Hidden down a small alleyway adjacent to Vitrium, you can spot local chocolatier, Beatrice Ledezma’s tiny shop, Caxao Artisan Chocolates. Beatrice’s decadent, all-natural creations are made fresh daily and include unusual (but delicious!) offerings like lavender & violet and rose petal truffles.
Across the street, the oldest house in Little Italy—the Victorian Gothic-style AW Pray House) sits nestled in the bosom of the ultra-modern Q-building, whose ground-floor tenant is Influx Cafe, a San Diego mini-chain that offers a terrific organic coffee blend.
Caffeine-boost securely in hand, we continued up the street, until, it appeared as we passed Mona Lisa Deli (one of Little Italy’s oldest family businesses), we were nearing the district’s end. The buildings looked older, less colorful, and the aura of bustling bonhomie was fading. But we did see one more thing of interest up ahead: a hand-lettered sign advertising craft beer tasting! We were almost to the entrance to the tasting room when the aforementioned knight brought us up short. A poster in the window identified the metal-man’s home as the Convivio Center. Justin and I glanced at each other. The beer could wait—we had to know what this place was all about.
Inside the Center’s entrance, we were greeted by Jim Bregante, a native San Diegan, born and raised in Little Italy. The brick walls at the front of Convivio are covered in black and white photographs, mainly from the 30s and 40s: Italian fishermen, their wives and children. Jim explained the Center’s mission as both a testament to the past and meeting place for the present community by giving us a quick history of Little Italy, particularly its connection to the fishing industry
“After the 1906 San Francisco earthquake and fire, Italian fishermen and their families began moving to San Diego. Tuna fishing in particular—in the first part of the twentieth century San Diego was the ‘tuna capital’ of the West.”
Along the far wall, there is a permanent display to the industry—still in the progress of being built. As the displays illustrate, fishing was a tough and dangerous job. We asked Jim if he any family members had been in the industry.
“I had two uncles who owned tuna boats [in the 40s and 50s]. I used to beg my parents…let me go fishing with Uncle Matt or Uncle Steve and they said absolutely not; it’s too dangerous. …One of my uncles…he told me, ‘Jim, even if your mother and father had let you go, I would not have taken you out.’” He smiled at the memory. “I’m kind of glad, anyway. I don’t think I would have wanted to spend three months at sea with fourteen guys.”
Other parts of the large, open-plan room at the Center feature Italian movie posters. There is a stage area where the Center’s many guest entertainers perform and where Italian-language films are screened (with subtitles).
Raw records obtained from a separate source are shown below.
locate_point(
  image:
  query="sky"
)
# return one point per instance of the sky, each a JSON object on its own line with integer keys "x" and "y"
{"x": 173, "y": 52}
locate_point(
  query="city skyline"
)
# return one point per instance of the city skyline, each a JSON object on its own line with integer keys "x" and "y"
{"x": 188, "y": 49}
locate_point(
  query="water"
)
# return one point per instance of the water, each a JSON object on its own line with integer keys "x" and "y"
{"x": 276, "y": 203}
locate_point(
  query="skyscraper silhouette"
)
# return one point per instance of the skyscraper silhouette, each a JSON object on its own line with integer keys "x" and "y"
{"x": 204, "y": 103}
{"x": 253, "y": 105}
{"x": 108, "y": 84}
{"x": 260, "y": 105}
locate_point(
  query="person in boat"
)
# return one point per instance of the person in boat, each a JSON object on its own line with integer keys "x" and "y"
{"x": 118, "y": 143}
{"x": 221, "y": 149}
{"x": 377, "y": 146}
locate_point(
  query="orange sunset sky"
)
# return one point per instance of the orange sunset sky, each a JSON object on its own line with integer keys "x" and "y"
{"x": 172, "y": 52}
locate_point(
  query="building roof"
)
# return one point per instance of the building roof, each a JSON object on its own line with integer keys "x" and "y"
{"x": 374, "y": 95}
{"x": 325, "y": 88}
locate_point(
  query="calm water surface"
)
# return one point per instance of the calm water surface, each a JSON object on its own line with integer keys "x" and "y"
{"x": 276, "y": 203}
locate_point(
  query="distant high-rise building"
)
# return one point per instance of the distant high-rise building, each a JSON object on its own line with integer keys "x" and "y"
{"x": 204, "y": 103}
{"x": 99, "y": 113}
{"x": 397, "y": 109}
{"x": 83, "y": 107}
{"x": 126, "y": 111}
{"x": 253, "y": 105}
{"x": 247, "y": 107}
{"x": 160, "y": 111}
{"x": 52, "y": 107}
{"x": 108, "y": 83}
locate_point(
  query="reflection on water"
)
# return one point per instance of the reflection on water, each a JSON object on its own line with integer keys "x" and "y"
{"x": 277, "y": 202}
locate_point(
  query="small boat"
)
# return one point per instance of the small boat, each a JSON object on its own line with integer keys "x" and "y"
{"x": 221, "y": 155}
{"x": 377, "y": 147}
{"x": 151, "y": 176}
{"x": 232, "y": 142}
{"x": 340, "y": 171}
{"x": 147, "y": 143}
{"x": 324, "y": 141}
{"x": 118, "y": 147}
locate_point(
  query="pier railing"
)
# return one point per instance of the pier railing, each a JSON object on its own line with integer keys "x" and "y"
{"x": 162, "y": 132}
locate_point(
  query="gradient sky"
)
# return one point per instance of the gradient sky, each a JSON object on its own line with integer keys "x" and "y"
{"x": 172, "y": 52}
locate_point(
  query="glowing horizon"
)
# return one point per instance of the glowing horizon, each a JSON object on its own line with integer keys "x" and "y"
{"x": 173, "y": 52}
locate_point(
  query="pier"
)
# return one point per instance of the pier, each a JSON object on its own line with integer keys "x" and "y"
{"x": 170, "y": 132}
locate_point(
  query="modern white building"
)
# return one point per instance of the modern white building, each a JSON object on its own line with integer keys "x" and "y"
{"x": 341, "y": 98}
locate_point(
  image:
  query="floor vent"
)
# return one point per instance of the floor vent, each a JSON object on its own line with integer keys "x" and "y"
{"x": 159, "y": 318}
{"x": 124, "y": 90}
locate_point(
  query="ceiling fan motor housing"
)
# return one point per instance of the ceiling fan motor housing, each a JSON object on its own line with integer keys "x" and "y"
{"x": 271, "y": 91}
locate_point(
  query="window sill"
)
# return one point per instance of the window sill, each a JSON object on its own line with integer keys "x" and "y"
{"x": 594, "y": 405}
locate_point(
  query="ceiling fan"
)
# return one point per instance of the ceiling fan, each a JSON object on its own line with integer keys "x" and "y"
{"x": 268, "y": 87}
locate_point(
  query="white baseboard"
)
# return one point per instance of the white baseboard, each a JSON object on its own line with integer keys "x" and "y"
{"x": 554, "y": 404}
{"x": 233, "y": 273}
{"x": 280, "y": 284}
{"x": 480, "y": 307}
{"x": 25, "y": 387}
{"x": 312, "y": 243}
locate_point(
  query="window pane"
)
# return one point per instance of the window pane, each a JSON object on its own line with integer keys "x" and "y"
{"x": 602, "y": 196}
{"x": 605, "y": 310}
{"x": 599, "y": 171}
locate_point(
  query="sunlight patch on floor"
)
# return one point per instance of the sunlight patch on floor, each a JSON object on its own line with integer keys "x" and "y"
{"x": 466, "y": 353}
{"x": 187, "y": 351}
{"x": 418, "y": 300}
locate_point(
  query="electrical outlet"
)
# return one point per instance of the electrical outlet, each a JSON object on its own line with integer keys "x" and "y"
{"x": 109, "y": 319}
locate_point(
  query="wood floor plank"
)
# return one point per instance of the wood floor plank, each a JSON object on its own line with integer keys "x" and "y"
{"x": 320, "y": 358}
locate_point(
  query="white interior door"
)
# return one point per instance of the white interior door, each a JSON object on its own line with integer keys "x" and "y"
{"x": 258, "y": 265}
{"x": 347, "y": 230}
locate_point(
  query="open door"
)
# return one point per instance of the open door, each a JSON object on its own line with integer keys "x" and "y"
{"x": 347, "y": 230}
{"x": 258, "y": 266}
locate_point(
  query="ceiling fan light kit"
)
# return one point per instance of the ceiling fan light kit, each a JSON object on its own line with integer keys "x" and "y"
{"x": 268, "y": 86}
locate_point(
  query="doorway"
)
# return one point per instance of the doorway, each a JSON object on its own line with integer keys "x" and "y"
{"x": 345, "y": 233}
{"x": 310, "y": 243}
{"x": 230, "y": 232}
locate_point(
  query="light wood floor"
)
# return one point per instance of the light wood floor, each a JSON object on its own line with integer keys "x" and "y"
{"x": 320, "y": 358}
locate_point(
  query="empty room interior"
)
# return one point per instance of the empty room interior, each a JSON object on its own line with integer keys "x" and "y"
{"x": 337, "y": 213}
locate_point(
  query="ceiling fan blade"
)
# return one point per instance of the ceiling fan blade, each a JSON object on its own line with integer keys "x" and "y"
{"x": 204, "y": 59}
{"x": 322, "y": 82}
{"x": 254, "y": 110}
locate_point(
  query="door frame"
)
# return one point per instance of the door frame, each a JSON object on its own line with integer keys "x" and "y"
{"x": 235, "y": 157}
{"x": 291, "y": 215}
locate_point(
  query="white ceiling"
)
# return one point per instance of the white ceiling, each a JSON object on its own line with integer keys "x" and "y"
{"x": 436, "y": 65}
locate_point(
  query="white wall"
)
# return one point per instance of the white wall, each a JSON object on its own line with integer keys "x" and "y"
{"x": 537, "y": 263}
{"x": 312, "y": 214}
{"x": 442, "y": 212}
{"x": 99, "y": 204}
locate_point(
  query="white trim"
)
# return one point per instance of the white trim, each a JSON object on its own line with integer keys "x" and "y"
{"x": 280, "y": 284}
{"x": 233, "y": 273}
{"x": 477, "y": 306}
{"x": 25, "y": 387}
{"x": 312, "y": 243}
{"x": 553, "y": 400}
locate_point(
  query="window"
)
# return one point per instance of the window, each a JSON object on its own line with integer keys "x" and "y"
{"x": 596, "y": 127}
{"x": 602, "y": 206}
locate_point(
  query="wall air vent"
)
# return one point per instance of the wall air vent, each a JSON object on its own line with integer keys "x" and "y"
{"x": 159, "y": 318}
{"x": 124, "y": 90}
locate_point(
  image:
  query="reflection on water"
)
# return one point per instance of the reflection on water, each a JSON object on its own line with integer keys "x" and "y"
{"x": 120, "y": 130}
Toward the back, there is an authentic 1950’s Vespa on display, and a space reserved for temporary art displays. The most recent show featured paintings depicting some of the more than 400 Italian Americans that have played professional baseball since the 1860s.
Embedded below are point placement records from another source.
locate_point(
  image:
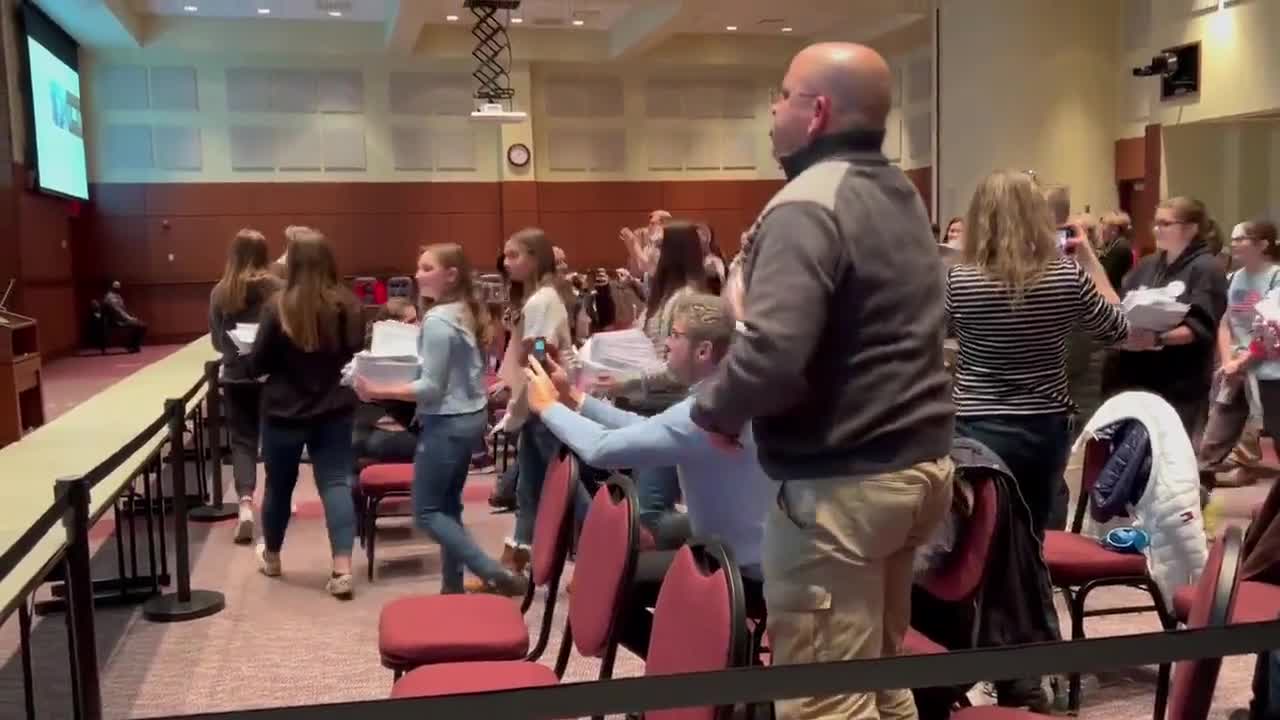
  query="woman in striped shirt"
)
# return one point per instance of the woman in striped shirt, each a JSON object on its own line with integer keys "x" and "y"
{"x": 1011, "y": 301}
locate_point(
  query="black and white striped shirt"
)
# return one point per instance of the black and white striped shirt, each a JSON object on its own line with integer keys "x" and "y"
{"x": 1013, "y": 355}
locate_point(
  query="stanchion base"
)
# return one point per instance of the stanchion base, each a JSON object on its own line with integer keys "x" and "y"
{"x": 214, "y": 513}
{"x": 169, "y": 609}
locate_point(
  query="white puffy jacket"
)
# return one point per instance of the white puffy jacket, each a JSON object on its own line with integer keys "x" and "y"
{"x": 1169, "y": 509}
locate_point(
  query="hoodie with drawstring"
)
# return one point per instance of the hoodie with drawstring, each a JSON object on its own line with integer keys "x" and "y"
{"x": 1182, "y": 374}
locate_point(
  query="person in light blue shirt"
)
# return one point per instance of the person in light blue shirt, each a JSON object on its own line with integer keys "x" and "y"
{"x": 726, "y": 491}
{"x": 451, "y": 409}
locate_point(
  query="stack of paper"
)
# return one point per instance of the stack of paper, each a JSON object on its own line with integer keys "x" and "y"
{"x": 616, "y": 354}
{"x": 392, "y": 356}
{"x": 243, "y": 336}
{"x": 1156, "y": 309}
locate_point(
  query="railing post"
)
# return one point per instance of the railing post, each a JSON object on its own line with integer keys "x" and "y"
{"x": 216, "y": 509}
{"x": 186, "y": 604}
{"x": 86, "y": 689}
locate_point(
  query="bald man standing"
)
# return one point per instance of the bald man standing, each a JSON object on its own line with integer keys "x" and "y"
{"x": 839, "y": 367}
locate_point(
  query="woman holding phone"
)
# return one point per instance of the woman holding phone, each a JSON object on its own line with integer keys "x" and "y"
{"x": 540, "y": 326}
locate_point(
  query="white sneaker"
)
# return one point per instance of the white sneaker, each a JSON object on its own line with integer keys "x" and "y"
{"x": 341, "y": 587}
{"x": 245, "y": 524}
{"x": 269, "y": 563}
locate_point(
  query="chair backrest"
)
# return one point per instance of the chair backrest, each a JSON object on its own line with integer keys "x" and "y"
{"x": 602, "y": 573}
{"x": 1192, "y": 689}
{"x": 964, "y": 569}
{"x": 553, "y": 527}
{"x": 400, "y": 286}
{"x": 1096, "y": 455}
{"x": 699, "y": 623}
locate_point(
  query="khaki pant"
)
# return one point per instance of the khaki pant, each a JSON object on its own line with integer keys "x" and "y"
{"x": 837, "y": 575}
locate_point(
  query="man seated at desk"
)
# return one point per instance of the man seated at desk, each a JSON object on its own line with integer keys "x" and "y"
{"x": 726, "y": 491}
{"x": 118, "y": 315}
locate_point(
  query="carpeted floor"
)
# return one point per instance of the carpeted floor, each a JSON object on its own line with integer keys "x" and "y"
{"x": 286, "y": 642}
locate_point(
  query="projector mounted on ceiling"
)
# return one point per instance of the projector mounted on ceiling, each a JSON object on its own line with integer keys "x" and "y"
{"x": 496, "y": 113}
{"x": 493, "y": 58}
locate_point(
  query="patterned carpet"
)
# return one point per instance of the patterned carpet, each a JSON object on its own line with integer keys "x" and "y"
{"x": 286, "y": 642}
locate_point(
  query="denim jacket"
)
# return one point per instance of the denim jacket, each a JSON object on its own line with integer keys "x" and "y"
{"x": 452, "y": 376}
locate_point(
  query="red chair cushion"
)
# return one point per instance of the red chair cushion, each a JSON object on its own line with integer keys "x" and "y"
{"x": 451, "y": 628}
{"x": 1074, "y": 560}
{"x": 387, "y": 477}
{"x": 1255, "y": 602}
{"x": 915, "y": 643}
{"x": 457, "y": 678}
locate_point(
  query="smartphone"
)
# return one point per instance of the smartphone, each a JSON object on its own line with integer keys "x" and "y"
{"x": 1064, "y": 235}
Jim encouraged us to check the Convivio website for the full list of events and exhibits: “There’s always something going on. And even when there isn’t, we still encourage people to come and hang out on the couches. This place is about community.”
Justin and I said our goodbyes and moved next door to Bottlecraft, a boutique beer shop and tasting room. As we sat in the airy tasting room, sipping a chocolatey stoat we talked about the Convivio mission to bring people together, to preserve the past and celebrate the present. It seemed to us like a pretty cool thing—definitely in the old-meets-new spirit of the area.
“There is one thing though,” Justin said slowly.
“We never asked about the knight. And…” he checked his phone, “the Center’s closed now.”